If we keep following this line of BS, our DOJ will soon be good for nothing except political harrassment.
Why don’t we simply close the courts because it cost to much money to keep criminals in prison, murder is not that big a problem, and the justice system only makes lawyers richer anyway.
although I take your point on Repubs removing safety net – we still have Geitner and Bernanke in place as appointed by a Dem. A Dem btw who has convinced me he is on track to cut SS benefits – either by raising the age, or kicking down a few more sheckels to those below the poverty line, but cutting by 26% for those making $35-$ 40k a year.

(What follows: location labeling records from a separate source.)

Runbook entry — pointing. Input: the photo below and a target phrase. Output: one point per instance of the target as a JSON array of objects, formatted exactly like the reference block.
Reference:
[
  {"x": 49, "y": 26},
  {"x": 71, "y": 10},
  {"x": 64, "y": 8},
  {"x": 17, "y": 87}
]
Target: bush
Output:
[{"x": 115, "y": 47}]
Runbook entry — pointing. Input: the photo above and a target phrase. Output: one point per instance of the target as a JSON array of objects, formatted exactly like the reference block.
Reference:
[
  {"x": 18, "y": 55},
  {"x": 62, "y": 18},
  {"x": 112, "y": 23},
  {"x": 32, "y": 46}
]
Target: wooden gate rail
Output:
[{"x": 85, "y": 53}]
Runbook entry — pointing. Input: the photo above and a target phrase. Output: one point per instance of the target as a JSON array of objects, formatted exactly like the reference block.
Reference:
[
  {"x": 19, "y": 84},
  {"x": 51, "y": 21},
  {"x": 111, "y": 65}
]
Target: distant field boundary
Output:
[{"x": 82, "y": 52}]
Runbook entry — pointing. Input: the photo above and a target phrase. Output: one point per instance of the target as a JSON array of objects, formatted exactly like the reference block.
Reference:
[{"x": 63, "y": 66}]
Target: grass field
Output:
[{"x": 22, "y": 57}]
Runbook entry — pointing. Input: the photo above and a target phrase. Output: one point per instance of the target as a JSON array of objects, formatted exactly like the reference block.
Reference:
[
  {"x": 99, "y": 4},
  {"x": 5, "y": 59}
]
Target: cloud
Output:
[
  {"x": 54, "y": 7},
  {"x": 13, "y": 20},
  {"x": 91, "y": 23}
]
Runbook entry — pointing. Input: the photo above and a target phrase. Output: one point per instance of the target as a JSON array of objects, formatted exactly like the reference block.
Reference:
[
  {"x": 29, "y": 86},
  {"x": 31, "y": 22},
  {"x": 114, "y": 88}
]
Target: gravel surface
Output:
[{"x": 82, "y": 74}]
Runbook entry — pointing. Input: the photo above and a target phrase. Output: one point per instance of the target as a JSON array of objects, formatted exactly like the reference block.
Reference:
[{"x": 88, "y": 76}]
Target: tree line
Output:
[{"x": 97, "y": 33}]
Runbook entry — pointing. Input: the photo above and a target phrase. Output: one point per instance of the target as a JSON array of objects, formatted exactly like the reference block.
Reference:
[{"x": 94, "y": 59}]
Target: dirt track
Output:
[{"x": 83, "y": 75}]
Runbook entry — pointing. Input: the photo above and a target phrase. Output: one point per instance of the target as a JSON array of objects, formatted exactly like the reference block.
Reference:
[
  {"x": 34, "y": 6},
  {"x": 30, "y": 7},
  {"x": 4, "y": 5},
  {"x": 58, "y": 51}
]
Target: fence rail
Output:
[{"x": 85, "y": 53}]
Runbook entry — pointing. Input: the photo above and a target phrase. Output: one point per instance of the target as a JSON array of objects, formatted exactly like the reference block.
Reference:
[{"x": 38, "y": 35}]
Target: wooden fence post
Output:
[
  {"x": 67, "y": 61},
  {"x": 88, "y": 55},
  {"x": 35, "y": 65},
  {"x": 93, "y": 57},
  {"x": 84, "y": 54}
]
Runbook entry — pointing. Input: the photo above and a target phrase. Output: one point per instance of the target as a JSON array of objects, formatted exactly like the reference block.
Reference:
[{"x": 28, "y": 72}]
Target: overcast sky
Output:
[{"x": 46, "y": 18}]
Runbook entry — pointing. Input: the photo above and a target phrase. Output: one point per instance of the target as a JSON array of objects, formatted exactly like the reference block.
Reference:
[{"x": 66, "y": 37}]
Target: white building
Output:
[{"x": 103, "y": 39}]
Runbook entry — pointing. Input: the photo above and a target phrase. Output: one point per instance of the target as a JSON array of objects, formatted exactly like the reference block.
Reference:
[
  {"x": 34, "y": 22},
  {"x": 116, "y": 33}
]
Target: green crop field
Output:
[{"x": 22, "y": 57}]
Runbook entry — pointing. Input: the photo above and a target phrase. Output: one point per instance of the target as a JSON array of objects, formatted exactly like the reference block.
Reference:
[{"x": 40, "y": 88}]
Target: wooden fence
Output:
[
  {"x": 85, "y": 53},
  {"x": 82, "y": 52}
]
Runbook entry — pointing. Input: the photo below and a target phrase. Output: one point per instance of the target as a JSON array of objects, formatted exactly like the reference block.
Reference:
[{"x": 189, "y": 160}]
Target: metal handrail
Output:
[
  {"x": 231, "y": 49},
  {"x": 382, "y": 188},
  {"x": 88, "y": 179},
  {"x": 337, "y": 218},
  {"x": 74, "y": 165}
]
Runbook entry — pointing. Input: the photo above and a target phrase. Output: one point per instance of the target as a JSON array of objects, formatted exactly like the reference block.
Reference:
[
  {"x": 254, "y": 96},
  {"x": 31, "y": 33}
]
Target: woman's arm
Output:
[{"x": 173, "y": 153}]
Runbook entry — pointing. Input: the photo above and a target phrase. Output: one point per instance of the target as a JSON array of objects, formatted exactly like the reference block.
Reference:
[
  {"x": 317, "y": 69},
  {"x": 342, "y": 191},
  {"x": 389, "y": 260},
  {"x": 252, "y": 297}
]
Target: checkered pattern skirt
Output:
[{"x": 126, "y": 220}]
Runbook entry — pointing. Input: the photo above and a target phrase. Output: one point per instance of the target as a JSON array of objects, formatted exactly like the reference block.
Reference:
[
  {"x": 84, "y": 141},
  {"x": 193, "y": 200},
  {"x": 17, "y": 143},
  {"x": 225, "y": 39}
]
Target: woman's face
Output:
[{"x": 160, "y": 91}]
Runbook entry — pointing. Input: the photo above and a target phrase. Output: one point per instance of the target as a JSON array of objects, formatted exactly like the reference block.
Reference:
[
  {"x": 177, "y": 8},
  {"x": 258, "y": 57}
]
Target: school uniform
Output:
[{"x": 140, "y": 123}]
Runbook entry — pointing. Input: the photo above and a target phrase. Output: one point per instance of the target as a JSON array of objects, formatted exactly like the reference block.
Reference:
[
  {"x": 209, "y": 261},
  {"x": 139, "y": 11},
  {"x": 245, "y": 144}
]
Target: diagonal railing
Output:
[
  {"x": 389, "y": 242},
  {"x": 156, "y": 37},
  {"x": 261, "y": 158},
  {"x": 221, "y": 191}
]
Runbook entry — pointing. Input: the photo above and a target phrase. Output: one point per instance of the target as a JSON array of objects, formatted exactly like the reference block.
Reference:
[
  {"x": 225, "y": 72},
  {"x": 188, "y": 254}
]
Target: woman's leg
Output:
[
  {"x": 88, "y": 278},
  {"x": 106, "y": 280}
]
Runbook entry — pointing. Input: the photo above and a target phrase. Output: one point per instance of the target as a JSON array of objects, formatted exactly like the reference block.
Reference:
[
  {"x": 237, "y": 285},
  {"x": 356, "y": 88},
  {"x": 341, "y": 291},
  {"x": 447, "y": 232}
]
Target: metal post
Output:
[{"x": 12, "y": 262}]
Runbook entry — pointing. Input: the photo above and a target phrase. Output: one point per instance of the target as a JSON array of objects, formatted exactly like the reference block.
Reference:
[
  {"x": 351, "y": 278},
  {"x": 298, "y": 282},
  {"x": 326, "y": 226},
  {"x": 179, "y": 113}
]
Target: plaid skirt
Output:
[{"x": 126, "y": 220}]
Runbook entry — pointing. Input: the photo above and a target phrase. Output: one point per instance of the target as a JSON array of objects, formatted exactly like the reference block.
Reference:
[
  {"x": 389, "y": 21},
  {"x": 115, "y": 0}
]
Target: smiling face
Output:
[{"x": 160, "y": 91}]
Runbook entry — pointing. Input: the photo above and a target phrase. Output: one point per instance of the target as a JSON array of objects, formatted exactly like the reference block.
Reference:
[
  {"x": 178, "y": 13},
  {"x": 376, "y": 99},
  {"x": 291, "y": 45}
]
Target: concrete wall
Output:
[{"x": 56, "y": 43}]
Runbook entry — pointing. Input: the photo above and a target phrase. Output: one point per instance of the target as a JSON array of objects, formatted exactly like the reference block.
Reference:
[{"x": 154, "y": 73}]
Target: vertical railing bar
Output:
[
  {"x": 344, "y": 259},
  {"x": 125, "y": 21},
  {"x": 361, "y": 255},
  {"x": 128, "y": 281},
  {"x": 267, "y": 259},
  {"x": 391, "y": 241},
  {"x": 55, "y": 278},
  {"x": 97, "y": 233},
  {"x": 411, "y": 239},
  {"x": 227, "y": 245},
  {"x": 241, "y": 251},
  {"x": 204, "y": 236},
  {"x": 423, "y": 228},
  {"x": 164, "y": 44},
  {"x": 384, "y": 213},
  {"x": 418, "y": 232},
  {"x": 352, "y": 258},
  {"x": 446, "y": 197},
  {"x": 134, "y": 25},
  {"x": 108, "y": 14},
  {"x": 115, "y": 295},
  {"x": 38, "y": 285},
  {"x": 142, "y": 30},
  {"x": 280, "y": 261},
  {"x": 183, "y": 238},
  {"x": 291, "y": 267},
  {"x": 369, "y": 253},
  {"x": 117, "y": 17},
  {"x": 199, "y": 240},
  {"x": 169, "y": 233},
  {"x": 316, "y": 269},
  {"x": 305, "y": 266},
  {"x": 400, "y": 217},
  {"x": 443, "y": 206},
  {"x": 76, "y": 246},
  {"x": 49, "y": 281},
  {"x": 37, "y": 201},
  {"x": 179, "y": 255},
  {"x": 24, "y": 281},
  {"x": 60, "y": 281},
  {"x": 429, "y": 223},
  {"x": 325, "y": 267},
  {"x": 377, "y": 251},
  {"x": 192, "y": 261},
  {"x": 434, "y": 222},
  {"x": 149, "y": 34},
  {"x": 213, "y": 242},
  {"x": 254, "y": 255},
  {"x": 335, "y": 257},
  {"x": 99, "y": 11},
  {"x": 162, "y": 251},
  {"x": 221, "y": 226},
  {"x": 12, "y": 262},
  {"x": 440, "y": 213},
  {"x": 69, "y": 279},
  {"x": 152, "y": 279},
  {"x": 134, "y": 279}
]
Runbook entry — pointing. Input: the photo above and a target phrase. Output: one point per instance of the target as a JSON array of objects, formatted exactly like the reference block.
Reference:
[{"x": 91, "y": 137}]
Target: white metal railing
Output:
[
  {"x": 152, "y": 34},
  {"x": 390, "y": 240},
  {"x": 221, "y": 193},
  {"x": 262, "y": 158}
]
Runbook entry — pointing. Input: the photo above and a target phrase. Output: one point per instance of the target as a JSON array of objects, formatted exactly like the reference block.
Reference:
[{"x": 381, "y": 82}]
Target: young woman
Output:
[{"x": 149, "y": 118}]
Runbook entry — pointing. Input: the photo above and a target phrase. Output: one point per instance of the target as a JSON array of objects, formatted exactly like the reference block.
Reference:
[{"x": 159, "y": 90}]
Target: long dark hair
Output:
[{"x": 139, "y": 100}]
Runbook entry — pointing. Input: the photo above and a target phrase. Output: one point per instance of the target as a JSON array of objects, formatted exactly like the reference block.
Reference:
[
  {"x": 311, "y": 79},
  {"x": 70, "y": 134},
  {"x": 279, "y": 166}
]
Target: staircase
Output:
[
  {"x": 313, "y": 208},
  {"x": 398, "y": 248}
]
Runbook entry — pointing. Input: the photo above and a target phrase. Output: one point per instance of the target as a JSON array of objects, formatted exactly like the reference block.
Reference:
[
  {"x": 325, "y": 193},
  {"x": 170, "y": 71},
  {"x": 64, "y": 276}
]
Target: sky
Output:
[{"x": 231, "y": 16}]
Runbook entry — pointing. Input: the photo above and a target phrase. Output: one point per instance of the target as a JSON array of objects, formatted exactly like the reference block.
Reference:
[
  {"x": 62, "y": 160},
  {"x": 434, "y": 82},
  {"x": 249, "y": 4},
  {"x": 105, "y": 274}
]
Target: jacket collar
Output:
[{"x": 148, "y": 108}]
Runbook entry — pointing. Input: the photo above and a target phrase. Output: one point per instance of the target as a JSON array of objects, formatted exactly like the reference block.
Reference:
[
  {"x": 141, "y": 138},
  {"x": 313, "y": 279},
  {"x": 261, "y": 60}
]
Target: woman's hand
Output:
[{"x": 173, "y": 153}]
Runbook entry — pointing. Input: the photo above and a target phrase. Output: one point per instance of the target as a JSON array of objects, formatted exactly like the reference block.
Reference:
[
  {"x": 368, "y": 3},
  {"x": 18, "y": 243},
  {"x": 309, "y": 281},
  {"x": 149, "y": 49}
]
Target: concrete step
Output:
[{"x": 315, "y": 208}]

and we agree on the potential for massive revolution
yet more “shrillness” :D
jesus christ – JP Morgan just broke up with MERS
link
I agree. It won’t be just Repubs.
Thanks!
So are you saying they only have the weak ownership of the right to own the payment if someone makes the payment, and the servicer has the right to demand a payment, but nobody has the right to take anything in collateral for the payment and nobody has the right to expect a payment?
In other words, the people who own securities in the tranches just have the right to the money if the money shows up, not the right to demand that it show up and ask for something else in lieu if it does not?
So it IS very much like a ponzi scheme.
True I should not have said its a complex way to make money I should have said its a complex scheme to lose money.